The 'Third Estate" included everybody else in France, from beggars and poor peasants to wealthy and powerful citizens and everything in between. Because of the enormous differences between the various groups of people within the Third Estate there were also great differences between the influence they wielded. It is often said that it was the "Third Estate" that felt disenfranchised, but that is a oversimplification. It is true that the Estates-General had not been convened by the King for some 150 years, but that meant that the nobles and clergy also had not been called up. Moreover, the Estates-General only had the task and power to grant new taxes to the king, not to participate in his government.

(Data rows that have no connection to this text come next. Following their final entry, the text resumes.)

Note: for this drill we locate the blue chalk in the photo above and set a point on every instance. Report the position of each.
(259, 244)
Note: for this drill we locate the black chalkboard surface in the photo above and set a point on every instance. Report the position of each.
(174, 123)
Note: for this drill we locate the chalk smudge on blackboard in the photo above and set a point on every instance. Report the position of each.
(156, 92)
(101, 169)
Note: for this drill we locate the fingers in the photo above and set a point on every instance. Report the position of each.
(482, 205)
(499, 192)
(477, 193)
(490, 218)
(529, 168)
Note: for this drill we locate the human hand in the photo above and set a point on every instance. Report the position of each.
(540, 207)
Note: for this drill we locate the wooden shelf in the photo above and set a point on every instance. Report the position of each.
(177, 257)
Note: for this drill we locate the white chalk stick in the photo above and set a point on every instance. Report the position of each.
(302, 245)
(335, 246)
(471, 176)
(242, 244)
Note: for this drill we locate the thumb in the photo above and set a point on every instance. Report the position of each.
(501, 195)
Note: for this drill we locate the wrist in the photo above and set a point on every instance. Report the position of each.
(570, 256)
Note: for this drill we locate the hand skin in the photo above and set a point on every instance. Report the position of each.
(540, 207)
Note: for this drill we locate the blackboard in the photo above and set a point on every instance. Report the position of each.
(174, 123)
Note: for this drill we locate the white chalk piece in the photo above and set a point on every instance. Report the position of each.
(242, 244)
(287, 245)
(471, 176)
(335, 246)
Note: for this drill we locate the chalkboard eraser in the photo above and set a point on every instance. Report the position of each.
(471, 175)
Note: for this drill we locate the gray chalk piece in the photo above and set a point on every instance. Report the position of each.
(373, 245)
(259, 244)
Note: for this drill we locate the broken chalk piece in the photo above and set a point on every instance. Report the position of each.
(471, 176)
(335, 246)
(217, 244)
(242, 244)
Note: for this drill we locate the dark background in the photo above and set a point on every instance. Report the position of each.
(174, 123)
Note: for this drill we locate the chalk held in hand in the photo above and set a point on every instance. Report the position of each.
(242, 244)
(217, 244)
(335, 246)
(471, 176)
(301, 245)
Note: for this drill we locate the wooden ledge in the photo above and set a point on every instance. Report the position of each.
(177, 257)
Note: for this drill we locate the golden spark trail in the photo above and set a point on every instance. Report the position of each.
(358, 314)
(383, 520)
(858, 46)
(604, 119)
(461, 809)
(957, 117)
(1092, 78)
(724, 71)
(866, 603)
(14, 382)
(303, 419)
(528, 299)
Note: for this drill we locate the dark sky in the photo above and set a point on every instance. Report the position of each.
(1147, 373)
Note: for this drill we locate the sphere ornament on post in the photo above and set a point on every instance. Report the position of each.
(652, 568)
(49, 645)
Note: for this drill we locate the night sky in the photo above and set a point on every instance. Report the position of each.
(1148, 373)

Basically, all the rights that you could think of were in France embodied in only one person, the King - who was personally responsible for all the decisions taken by his ministers (answerable only to him) in matters of finance and economy, war and peace, Law and Order. None of the three classes in France had any formal rights or powers to influence the King's rule or decisions. The fact that it was the Third Estate who finally rose against the King was not caused by their extra-subordinated position, but because they simply represented 99% of France's population. And, because the King's ministers had made a total mess of France's economy and finances, which mostly hurt the upper, wealthier classes of the Third Estate.
So the French Revolution did not start as an uprising of underprivileged masses against their disenfranchisement. It started as a protest of the upper middle class citizens against decades of economic and financial mismanagement by the King's ministers.